Tenang, Rupiah Takkan Terus Menerus Tunduk pada USD

Suci Sedya Utami    •    02 September 2015 20:01 WIB
rupiah melemah
Tenang, Rupiah Takkan Terus Menerus Tunduk pada USD
Rupiah. ANT/Rosa Panggabean

Metrotvnews.com, Jakarta: Ekonom UGM Tony Prasetiantono mengatakan mata uang rupiah tak akan tunduk terus-menerus pada mata uang negara adidaya Amerika Serikat.  Menurut dia, pelemahan rupiah hingga menembus level Rp14.000 per USD disebabkan oleh kepanikan pasar keuangan dengan rencana bank sentral AS yang akan menaikkan tingkat suku bunganya (fed fund rate).

Namun menurut analisisnya, penguatan dolar pun tak akan lama, karena AS pun tak ingin penguatan dolar yang berlebihan akan membuat kunjungan pariwisata ke sana  berkurang, dan mengganggu ekspor. Bahkan, Ia ragu nantinya the Fed jadi menaikkan fed fund rate.
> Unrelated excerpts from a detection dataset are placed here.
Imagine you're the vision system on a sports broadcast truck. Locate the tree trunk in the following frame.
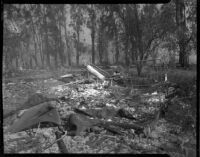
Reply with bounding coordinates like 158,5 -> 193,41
134,4 -> 144,76
91,26 -> 95,64
114,27 -> 119,64
125,36 -> 129,66
44,14 -> 51,68
176,0 -> 189,67
98,26 -> 103,65
76,31 -> 80,66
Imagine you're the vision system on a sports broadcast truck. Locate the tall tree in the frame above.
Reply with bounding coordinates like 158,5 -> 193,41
70,4 -> 85,65
175,0 -> 195,67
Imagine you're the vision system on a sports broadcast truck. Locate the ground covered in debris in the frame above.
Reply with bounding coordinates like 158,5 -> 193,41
3,68 -> 196,157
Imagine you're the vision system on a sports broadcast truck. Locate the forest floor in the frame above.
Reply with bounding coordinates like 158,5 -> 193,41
2,66 -> 196,157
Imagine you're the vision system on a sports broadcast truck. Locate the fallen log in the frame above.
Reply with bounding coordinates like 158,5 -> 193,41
55,131 -> 69,154
6,103 -> 61,133
65,114 -> 144,136
3,93 -> 58,119
87,64 -> 110,80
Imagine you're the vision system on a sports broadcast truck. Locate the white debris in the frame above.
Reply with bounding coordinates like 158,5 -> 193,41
151,91 -> 158,95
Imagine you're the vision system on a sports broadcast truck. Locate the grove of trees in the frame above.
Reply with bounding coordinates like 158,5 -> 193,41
3,0 -> 197,75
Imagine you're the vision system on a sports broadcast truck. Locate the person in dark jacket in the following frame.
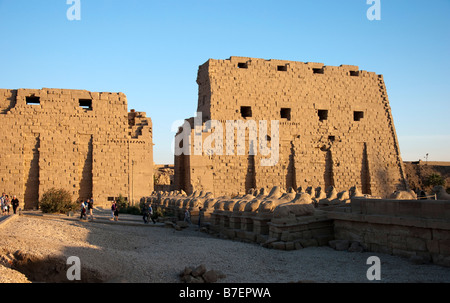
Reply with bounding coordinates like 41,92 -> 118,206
11,195 -> 19,214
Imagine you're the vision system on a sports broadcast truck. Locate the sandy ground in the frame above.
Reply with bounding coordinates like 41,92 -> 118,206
0,211 -> 450,283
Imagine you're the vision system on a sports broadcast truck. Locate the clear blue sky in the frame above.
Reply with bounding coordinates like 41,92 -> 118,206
0,0 -> 450,164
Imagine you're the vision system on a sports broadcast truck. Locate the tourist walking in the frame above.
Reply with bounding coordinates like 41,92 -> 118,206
0,193 -> 6,215
198,207 -> 203,228
80,201 -> 87,220
148,204 -> 156,224
114,202 -> 119,221
11,195 -> 19,214
184,208 -> 192,224
87,198 -> 94,220
111,200 -> 117,220
142,203 -> 148,224
5,195 -> 11,216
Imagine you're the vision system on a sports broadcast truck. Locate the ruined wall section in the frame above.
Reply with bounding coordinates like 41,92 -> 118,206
176,57 -> 406,197
0,88 -> 152,209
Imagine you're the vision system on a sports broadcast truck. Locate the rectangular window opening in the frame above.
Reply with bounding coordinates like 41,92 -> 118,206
353,111 -> 364,121
313,68 -> 324,74
241,106 -> 252,118
280,108 -> 291,121
318,109 -> 328,121
26,96 -> 41,105
238,62 -> 248,68
78,99 -> 92,110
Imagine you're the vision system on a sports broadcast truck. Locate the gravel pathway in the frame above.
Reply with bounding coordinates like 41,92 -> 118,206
0,216 -> 450,283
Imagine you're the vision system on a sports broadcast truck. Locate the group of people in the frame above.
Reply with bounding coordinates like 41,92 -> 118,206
80,198 -> 94,220
0,193 -> 19,216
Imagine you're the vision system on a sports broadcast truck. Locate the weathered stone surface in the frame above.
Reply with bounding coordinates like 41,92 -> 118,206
174,57 -> 407,200
0,88 -> 153,210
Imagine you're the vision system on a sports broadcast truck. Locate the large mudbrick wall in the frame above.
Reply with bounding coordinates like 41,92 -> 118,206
174,57 -> 408,197
0,88 -> 153,209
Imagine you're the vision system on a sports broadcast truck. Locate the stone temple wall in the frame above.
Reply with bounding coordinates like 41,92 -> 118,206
174,57 -> 407,197
0,88 -> 153,209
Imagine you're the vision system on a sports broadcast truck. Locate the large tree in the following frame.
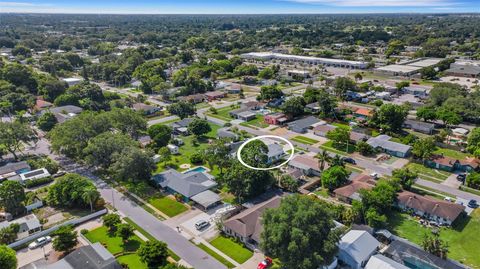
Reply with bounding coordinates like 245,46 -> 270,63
260,194 -> 339,269
0,180 -> 26,216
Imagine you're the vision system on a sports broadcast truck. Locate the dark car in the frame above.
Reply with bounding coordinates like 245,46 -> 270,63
342,157 -> 357,164
468,199 -> 478,208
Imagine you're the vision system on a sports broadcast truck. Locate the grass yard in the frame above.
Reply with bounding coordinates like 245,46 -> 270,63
210,236 -> 253,264
148,196 -> 188,217
291,135 -> 319,145
433,148 -> 471,160
406,163 -> 451,182
85,226 -> 143,255
196,243 -> 235,268
388,209 -> 480,268
240,115 -> 269,129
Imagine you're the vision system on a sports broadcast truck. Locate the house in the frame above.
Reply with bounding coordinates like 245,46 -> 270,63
264,112 -> 288,125
287,116 -> 320,133
333,174 -> 376,204
223,196 -> 282,249
403,119 -> 435,134
40,105 -> 83,123
0,161 -> 31,182
0,214 -> 42,239
132,103 -> 162,115
152,169 -> 217,202
365,254 -> 409,269
425,155 -> 480,172
367,135 -> 412,158
38,242 -> 123,269
396,191 -> 465,225
172,118 -> 193,135
178,93 -> 206,104
167,144 -> 179,155
338,230 -> 380,269
288,155 -> 329,176
205,91 -> 227,102
20,168 -> 50,183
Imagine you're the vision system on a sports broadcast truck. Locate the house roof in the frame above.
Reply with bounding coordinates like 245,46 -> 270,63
338,230 -> 380,263
288,155 -> 322,171
288,116 -> 320,129
365,254 -> 409,269
153,169 -> 217,198
224,196 -> 282,242
397,191 -> 465,221
367,135 -> 412,153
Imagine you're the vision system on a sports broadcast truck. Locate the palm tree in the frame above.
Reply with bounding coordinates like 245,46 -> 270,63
82,187 -> 100,212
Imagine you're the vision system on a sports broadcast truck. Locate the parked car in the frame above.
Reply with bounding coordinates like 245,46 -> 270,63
468,199 -> 478,208
257,257 -> 273,269
28,235 -> 52,249
195,220 -> 210,231
342,157 -> 357,164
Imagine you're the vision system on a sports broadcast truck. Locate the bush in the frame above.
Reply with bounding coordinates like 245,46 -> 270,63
25,177 -> 53,189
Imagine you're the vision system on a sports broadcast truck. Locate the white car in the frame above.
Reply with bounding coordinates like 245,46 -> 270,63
28,235 -> 52,249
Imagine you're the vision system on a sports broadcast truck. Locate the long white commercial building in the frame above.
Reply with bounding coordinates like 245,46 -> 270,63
241,52 -> 368,69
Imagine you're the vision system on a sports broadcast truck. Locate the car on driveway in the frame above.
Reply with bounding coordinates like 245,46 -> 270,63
28,235 -> 52,249
257,257 -> 273,269
195,220 -> 210,231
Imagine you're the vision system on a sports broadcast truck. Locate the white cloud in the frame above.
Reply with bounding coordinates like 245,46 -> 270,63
286,0 -> 454,7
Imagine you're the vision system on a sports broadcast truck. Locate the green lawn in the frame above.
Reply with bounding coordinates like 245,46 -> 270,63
85,226 -> 143,255
406,163 -> 451,182
210,236 -> 253,264
240,115 -> 269,129
433,148 -> 471,160
388,209 -> 480,268
148,196 -> 188,217
196,243 -> 235,268
291,135 -> 319,145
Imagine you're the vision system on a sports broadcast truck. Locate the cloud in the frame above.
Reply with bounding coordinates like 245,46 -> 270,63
286,0 -> 455,7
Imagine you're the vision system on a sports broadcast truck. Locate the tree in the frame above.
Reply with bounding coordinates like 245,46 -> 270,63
223,161 -> 274,202
53,225 -> 78,253
281,96 -> 305,117
82,186 -> 100,212
168,101 -> 195,119
260,194 -> 339,269
371,104 -> 408,132
0,180 -> 26,216
187,118 -> 212,137
102,213 -> 122,232
37,112 -> 57,132
0,120 -> 38,160
108,147 -> 155,181
422,230 -> 449,260
392,168 -> 418,190
137,241 -> 168,268
0,245 -> 17,269
356,141 -> 375,156
417,106 -> 437,121
147,124 -> 173,148
45,174 -> 100,208
321,166 -> 350,191
333,77 -> 357,100
116,223 -> 134,242
412,137 -> 437,160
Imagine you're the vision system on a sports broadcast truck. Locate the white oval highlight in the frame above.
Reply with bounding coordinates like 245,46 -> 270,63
237,135 -> 295,171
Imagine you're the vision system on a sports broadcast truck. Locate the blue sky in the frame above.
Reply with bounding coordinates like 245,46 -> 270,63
0,0 -> 480,14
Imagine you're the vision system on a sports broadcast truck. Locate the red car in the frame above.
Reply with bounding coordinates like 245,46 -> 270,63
257,257 -> 272,269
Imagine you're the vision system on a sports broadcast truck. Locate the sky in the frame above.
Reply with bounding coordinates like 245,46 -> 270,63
0,0 -> 480,14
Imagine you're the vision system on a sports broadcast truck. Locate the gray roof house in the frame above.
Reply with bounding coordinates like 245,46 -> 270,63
403,120 -> 435,134
338,230 -> 380,269
287,116 -> 320,133
367,135 -> 412,158
153,169 -> 217,201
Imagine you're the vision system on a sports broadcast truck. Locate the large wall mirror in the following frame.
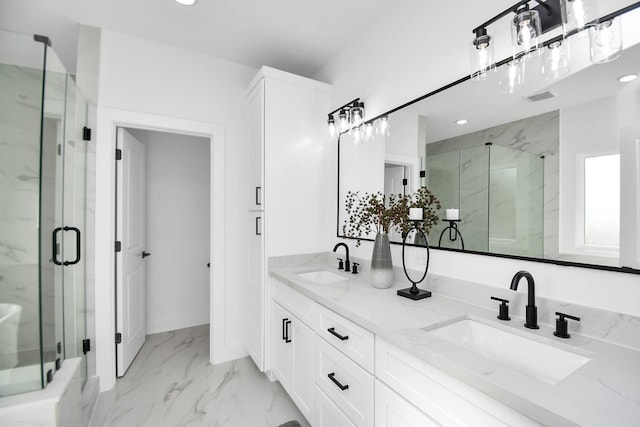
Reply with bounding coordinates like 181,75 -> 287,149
337,3 -> 640,273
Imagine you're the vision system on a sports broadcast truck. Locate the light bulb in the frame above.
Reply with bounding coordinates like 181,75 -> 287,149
470,28 -> 493,80
338,109 -> 349,132
511,5 -> 542,59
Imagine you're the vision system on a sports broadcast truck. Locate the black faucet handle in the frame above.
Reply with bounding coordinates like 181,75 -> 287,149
491,296 -> 511,320
553,311 -> 580,338
351,262 -> 360,274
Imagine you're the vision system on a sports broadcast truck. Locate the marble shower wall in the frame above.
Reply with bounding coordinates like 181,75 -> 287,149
0,64 -> 42,363
426,111 -> 560,258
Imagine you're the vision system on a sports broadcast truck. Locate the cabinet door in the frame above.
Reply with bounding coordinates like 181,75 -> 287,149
247,80 -> 264,210
245,212 -> 265,371
313,386 -> 356,427
271,302 -> 293,391
375,380 -> 440,427
289,317 -> 315,424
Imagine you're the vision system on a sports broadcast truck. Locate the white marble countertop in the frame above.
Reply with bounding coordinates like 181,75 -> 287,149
270,256 -> 640,427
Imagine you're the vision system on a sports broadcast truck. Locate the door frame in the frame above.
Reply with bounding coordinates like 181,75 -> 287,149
95,107 -> 225,391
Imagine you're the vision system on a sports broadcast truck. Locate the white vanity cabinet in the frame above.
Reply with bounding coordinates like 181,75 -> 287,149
375,338 -> 539,427
244,67 -> 333,371
271,302 -> 315,422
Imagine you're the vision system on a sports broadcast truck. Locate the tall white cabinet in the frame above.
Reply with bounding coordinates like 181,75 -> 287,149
245,67 -> 335,371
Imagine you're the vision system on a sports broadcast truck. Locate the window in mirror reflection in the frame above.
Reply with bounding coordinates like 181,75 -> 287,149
584,154 -> 620,250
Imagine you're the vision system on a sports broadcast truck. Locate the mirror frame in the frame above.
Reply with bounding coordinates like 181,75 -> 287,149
336,2 -> 640,274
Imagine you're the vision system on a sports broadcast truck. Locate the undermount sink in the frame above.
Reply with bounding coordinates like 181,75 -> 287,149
422,317 -> 591,385
298,270 -> 347,285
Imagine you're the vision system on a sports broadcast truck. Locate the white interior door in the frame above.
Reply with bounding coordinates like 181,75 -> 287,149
116,128 -> 146,377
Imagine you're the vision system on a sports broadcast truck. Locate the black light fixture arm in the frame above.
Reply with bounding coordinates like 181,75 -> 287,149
328,98 -> 360,116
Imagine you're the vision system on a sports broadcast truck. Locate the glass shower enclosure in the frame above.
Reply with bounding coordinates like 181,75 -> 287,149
426,144 -> 544,258
0,31 -> 87,397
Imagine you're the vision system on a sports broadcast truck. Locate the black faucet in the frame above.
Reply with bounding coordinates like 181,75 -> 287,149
510,270 -> 540,329
333,242 -> 351,271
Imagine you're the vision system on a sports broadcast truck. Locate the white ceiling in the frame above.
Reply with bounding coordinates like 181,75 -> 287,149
0,0 -> 394,76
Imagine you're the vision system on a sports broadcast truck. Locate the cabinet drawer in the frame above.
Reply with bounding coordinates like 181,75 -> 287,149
269,277 -> 318,328
316,335 -> 373,427
314,386 -> 356,427
315,305 -> 374,374
375,339 -> 539,427
375,380 -> 440,427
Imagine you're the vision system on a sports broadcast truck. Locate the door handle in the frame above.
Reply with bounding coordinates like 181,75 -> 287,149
256,187 -> 262,206
51,227 -> 62,265
327,328 -> 349,341
62,227 -> 82,265
327,372 -> 349,391
284,319 -> 291,343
"Makanya saya kok tidak percaya the fed itu naikkan suku bunga ya, mereka bimbang. Di satu pihak udah janji mau naik, di sisi lain kalau naik ya dolarnya terlalu kuat, ekpornya enggak jalan, defisit makin besar, jadi makin bingung mereka," kata Tony di komplek Perkantoran BI, MH Thamrin, Jakarta Pusat, Rabu (2/9/2015).

Ia menyarankan batalkan saja rencana menaikkan fed fund rate. Karena banyak yang tidak bahagia dengan kondisi yang terlalu kuat, seperti Tiongkok yang malah mendevaluasikan mata uang Yuan begitu juga dengan Jepang.

"Saya jalan-jalan ke Jepang, lho-lha kok murah, relatif ya, Euro juga. Jadi menurut saya kok tidak kepikiran AS mau naikkan suku bunga," tutur dia.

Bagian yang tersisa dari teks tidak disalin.